MRIs reveal 13% of healthy adults have a brain abnormality

A Dutch study has revealed that as many as 13% of healthy adults may have some type of undiagnosed abnormality in the brain.

The researchers reached this conclusion after examining MRI (magnetic resonance imaging) scans of 2,000 volunteers and say the abnormalities are often harmless.

The researchers, led by Dr. Meike Vernooij, an associate professor of radiology at the Erasmus MC University Medical Center in Rotterdam, found that 7.2 percent of the scans showed evidence of a brain clot, 1.8 percent had cerebral aneurysms, and 1.6 had benign brain tumors.

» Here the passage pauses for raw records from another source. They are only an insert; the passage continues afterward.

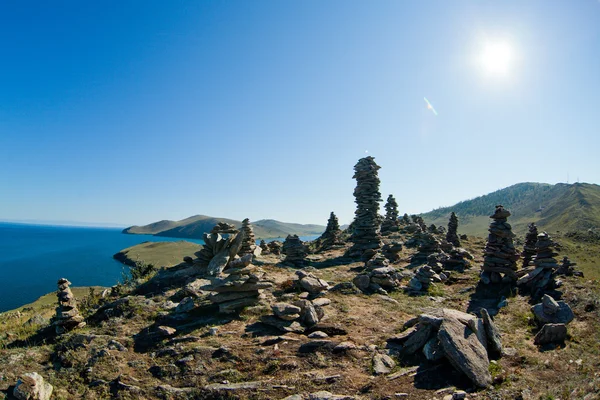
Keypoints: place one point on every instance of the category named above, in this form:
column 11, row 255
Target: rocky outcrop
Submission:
column 390, row 223
column 459, row 337
column 367, row 223
column 541, row 272
column 31, row 386
column 452, row 234
column 500, row 256
column 331, row 238
column 249, row 241
column 67, row 315
column 294, row 250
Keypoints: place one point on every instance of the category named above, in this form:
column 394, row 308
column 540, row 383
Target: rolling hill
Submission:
column 554, row 208
column 194, row 227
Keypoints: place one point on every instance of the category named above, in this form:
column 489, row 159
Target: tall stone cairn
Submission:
column 294, row 250
column 500, row 256
column 249, row 242
column 452, row 234
column 391, row 222
column 332, row 235
column 367, row 223
column 67, row 314
column 529, row 247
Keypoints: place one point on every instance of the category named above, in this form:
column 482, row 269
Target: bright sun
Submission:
column 496, row 58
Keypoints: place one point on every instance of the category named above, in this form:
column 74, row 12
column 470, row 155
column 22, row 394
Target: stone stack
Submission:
column 332, row 237
column 423, row 278
column 367, row 223
column 529, row 247
column 378, row 276
column 428, row 244
column 249, row 241
column 264, row 247
column 391, row 251
column 541, row 272
column 67, row 315
column 294, row 250
column 275, row 247
column 463, row 339
column 568, row 268
column 391, row 223
column 552, row 318
column 500, row 256
column 452, row 234
column 458, row 260
column 239, row 286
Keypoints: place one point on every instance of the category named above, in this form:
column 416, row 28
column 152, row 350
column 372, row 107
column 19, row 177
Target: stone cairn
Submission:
column 249, row 241
column 452, row 234
column 331, row 238
column 568, row 268
column 240, row 285
column 552, row 318
column 529, row 247
column 294, row 250
column 500, row 256
column 220, row 247
column 67, row 314
column 264, row 247
column 379, row 276
column 275, row 247
column 463, row 339
column 391, row 223
column 367, row 223
column 541, row 271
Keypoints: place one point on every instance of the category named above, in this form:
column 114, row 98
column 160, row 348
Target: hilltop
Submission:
column 554, row 208
column 194, row 227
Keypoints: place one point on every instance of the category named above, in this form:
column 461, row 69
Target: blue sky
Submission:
column 131, row 112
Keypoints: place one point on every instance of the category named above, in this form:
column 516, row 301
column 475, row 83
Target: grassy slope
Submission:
column 159, row 254
column 559, row 207
column 194, row 227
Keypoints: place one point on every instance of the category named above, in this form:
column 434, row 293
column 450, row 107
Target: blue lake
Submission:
column 34, row 257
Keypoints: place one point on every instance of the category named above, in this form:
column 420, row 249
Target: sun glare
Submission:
column 496, row 58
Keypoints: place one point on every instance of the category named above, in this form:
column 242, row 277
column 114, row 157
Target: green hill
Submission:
column 554, row 208
column 194, row 227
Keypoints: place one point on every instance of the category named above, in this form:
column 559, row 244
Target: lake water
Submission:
column 34, row 257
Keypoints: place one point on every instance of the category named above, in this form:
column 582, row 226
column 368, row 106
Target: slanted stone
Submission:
column 464, row 351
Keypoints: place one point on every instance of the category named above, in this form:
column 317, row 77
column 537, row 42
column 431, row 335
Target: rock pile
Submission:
column 240, row 286
column 249, row 241
column 541, row 272
column 331, row 238
column 275, row 247
column 367, row 223
column 466, row 341
column 294, row 250
column 220, row 246
column 568, row 268
column 424, row 277
column 500, row 256
column 391, row 223
column 452, row 234
column 529, row 247
column 391, row 251
column 67, row 315
column 552, row 317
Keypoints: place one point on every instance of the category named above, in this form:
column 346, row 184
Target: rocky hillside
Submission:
column 194, row 227
column 561, row 207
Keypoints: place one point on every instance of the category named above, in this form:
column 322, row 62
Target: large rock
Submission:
column 464, row 351
column 32, row 386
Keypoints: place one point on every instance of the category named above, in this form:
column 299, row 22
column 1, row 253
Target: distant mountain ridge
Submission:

The clots however were too small to produce symptoms and seemed to be more common with age; the volunteers were between the ages of 46 and 97, with an average age of 63 years and, prior to the MRI, had no known brain abnormalities.

MRI's give a detailed picture of the physical brain structure and the study is important as brain scans are more and more commonly used, so doctors interpreting the scans need to know whether to be concerned if they see something unexpected.

Almost 2 percent showed a brain aneurysm, which is a bulge in a blood vessel that can burst if it becomes too big, causing a stroke, but of the 35 aneurysms, 32 were so small, follow-up medical treatment was not suggested.

The younger volunteers were just as likely to have them as older ones.

The scans also uncovered 32 tumors and all but one were benign and thirteen people had more than one abnormality.

The researchers say as MRI scans become more sensitive, the number of small brain abnormalities detected will increase and doctors will need to know which ones can be disregarded.

The study is published in the current issue of the New England Journal of Medicine.